The American diplomats in Austria and Berlin had a front row seat to the horrors that the Jewish population were experiencing, but their hands were tied by national policy and immigration caps.
George Messersmith and Raymond Geist helped the Krauses as much as they could, within the law: “The Jews in Germany are being condemned to death. Their sentence will be slowly carried out, but probably too fast for the world to save them,” Geist (US foreign service officer in the Third Reich) wrote in a private letter to Messersmith (State Department secretary, stationed in Washington D.C.) in December 1938, less than a month after Kristallnacht.” pg 61, ebook.
Why was the American publication so anti-immigration?: “The United States still bore the scars of the Great Depression, and restricting immigration was seen as a way to protect jobs for Americans, who for years had been plagued with staggering unemployment rates. But challenging economic considerations were not the only factors at play in the immigration debate. The American public simply was not moved by the dire situation in Europe.” pg 68, ebook.
And, antisemitism was far more prevalent than it is today. All of these things made it difficult if not impossible for the Jewish people who were trying to escape the Nazis.
Even after the Krauses were able to get the children to the United States, they faced harsh criticism from other Jewish charity groups for their actions. I was absolutely blown away by that.
You’d think that people would have banded together and said, “Look what’s possible!”, but instead, they fractured and accused the Krauses of breaking immigration laws. “Was it envy that prompted others to criticize what had clearly been a stunningly unique and successful rescue? Whatever their motivation, some of these same people now wondered if they might simply duplicate Gil’s strategy. pg 201, ebook.
But, since this was the largest group to get out, clearly the others didn’t succeed.

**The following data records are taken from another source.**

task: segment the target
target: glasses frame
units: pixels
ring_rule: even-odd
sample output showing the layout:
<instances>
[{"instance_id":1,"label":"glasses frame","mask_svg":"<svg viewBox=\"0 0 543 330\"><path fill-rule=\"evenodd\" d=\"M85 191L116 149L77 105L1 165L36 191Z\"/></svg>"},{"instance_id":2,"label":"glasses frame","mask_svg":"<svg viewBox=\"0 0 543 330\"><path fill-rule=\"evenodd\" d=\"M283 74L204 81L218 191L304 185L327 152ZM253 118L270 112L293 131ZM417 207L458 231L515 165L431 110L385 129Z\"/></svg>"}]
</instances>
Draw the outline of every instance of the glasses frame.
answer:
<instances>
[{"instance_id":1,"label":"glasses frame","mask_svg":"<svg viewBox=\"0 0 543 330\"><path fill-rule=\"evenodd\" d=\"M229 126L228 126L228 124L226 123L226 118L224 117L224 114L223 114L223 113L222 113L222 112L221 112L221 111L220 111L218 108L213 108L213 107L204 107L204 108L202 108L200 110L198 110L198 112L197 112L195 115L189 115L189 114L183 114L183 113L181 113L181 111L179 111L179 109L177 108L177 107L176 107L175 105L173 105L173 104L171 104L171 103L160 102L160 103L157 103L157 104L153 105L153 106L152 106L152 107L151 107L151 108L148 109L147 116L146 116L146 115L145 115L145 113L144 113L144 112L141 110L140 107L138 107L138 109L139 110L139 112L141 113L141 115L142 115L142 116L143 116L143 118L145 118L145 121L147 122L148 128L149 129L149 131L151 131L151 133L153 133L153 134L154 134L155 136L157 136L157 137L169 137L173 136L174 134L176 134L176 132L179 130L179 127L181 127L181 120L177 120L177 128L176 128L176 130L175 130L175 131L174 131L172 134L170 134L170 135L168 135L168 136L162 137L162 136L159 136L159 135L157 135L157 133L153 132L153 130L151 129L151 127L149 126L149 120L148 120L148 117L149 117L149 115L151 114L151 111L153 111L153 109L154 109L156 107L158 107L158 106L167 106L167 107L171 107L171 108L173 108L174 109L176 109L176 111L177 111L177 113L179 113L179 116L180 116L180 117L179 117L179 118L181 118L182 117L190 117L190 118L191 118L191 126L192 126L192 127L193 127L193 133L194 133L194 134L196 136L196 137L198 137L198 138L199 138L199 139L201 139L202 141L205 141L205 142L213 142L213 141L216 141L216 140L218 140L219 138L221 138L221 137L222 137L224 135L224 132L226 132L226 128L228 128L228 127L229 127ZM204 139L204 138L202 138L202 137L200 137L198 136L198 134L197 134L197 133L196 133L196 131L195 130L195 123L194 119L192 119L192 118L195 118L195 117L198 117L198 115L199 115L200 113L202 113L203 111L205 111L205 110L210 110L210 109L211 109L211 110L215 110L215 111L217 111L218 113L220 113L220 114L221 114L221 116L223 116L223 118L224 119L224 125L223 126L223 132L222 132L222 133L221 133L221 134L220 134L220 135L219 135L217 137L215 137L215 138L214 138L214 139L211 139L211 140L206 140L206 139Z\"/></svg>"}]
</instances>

At book club, we talked about how the 1939 situation is similar to what the world is facing today with the Syrian refugee crisis and, though we all thought that immigration policy needs to be re-examined, that the real tragedy is that the world still hasn’t found a way to respond to the wars and conflicts that cause such displacement in the first place.
Is humanity ever going to figure out a way to either co-exist peacefully or provide sanctuary for those displaced by the fighting? I don’t know, but it’s a question that we should think about.
Recommended for anyone interested in the Holocaust, immigration, or testimonies from World War II- as uplifting as it is unsettling, 50 Childrenis a timeless lesson for everyone about the evils that happen when those able to help choose not to or look away.